The physical and chemical properties of this material are as follows.

1) White powder (methanol-water)

2) Melting point: 131-132 DEG C

3) Specific rotation: [?] _D : + 40.0 (c = 0.2, methanol)

4) Electron impact mass spectrum: calculated value C ₃₀ H ₃₅ O ₃ : 458.3762

Anal. C ₃₀ H ₃₅ O ₃ : 458.3775

6) hydrogen nuclear magnetic resonance spectrum; Same as the third.

7) Carbon Nuclear Magnetic Resonance Spectrum: Same as 4th.

The present invention also relates to a method for separating ginsenoside Rh ₄ from ginseng.
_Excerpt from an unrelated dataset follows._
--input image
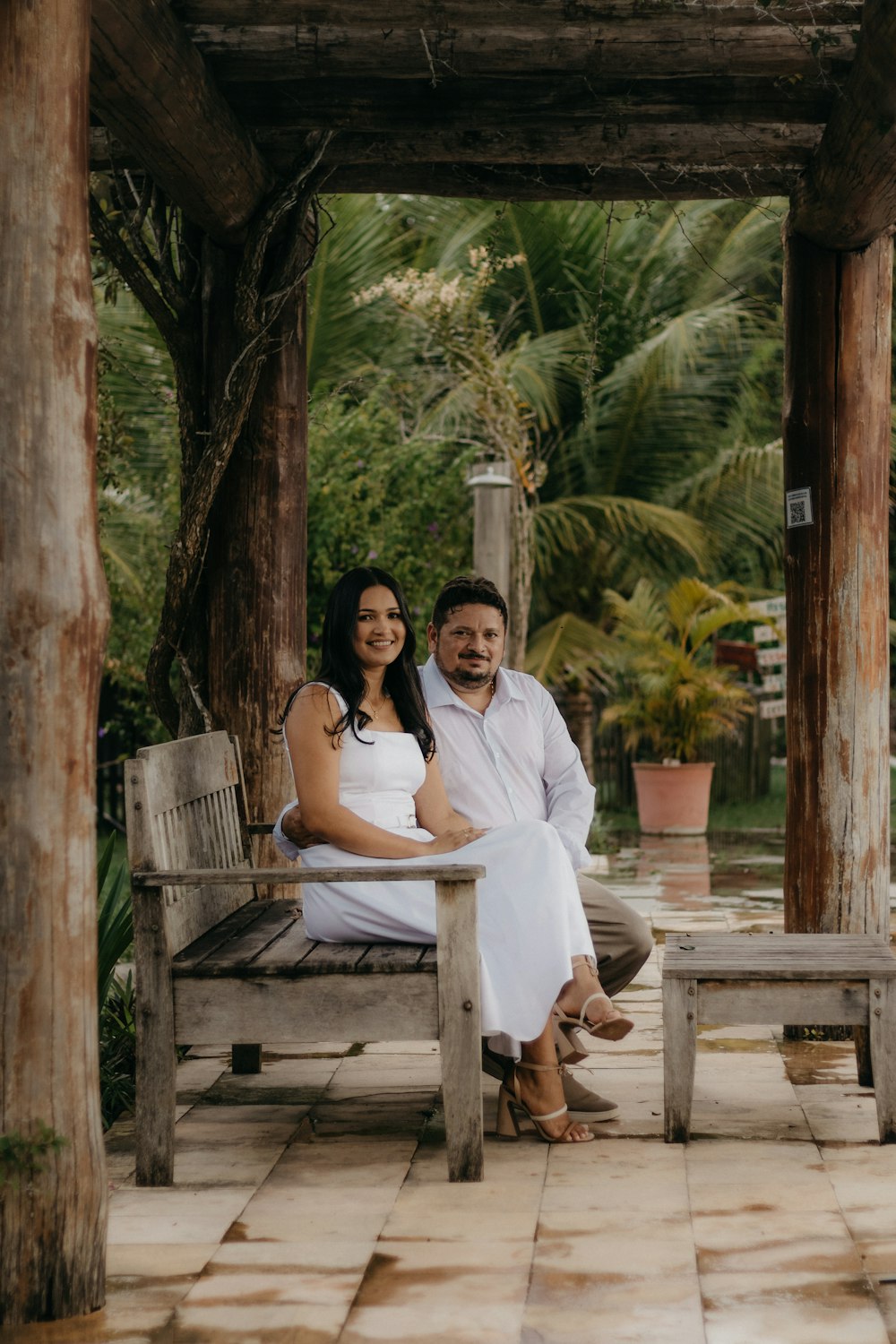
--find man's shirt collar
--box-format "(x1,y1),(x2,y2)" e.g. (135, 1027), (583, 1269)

A method of separating ginsenoside Rh ₄ of the present invention will be described as follows. Ethanol extract is obtained from Korean red ginseng and subjected to repeated silica gel column chromatography to separate ginsenoside Rh ₄ which is a colorless off-white crystalline form. In order to confirm the structure, acid hydrolysis of ginsenoside Rh ₄ obtained in a microcrystalline form is carried out and the non-sugar portion is subjected to column chromatography to purify it.
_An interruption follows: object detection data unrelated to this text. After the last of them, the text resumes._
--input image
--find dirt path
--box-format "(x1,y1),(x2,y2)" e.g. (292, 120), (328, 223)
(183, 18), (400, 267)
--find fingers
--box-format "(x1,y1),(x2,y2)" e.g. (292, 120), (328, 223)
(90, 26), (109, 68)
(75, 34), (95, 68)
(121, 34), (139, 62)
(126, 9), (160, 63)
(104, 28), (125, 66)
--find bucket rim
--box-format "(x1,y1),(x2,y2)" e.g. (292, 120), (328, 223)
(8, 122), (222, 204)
The present invention Jin silica gel chromatography to separate ginsenoside Rh ₄ is good best carried out repeatedly three times, for example once, the chloroform as eluent according to: methanol 5: using a first solution and twice, the chloroform: methanol: Use a 20: 3: 1 solution of water and 3 times of n-butane: ethyl acetate 1: 3 solution.
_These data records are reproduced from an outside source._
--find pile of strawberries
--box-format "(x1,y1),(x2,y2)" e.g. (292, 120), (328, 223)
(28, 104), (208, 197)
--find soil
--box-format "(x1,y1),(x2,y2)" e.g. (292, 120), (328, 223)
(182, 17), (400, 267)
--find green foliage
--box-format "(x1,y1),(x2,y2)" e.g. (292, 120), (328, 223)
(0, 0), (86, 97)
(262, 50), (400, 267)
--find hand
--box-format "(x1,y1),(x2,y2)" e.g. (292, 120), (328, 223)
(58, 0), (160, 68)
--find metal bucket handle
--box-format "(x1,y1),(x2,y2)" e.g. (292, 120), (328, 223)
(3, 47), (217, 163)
Hereinafter, the present invention will be described in detail with reference to the following examples.

[Example 1]

Isolation of ginsenoside Rh ₄ from red ginseng

One kilogram of Korean ginseng powder is sonicated by 2.5 times of ethane per 3 times at room temperature overnight to obtain 120 g of ethane extract. 100 g of the mixture is subjected to silica gel column chromatography (eluent = chloroform: methanol = 5: 1) to separate four fractions. The third fraction was purified by silica gel column chromatography (chloroform: methanol: water = 20: 3: 1) and repeatedly subjected to silica gel column chromatography (n-butanol ' 94.9 mg of senoside Rh ₄ was isolated and purified.

[Example 2]

200 mg of ginsenoside Rh ₄ is dissolved in 9% hydrochloric acid / methanol and refluxed for 2 hours. The reaction solution was neutralized with silver carbonate, filtered and concentrated under reduced pressure. D-Chloroquinone was identified by silica gel thin layer chromatography (chloroform-methanol-water = 6: 4: 1), and the remaining portion was subjected to silica gel column chromatography (hexane-ethyl acetate = 2: 1) 6.3 mg of dimale-20 (22), 24-diene-3 ?, 6 ?, 12? -Triol of structural formula (2) was isolated.

Claims (3)

20 (22), 24-diene 3?, 6 ?, 12? -Triol (hereinafter referred to as ginsenoside Rh ₄ ) represented by the structural formula (1) 6-O-? -D-glucopyranosyl dima-20 (22), 24-diene-3 ?, 6 ?, 12? -Triol of the structural formula (1), which was obtained from ethanol extract of Korean red ginseng by silica gel column chromatography, (Jin senenoside Rh ₄ ). The process according to claim 2, wherein the silica gel column chromatography for separating the ginsenoside Rh ₄ of the structural formula (1) is carried out using primary chloroform and methanol (5: 1) as eluent, methanol and water (20: 3: 1) as the eluent and tertiary silica gel column chromatography using n-butanol and ethyl acetate (1: 3) as the eluent. ※ Note: It is disclosed by the contents of the first application.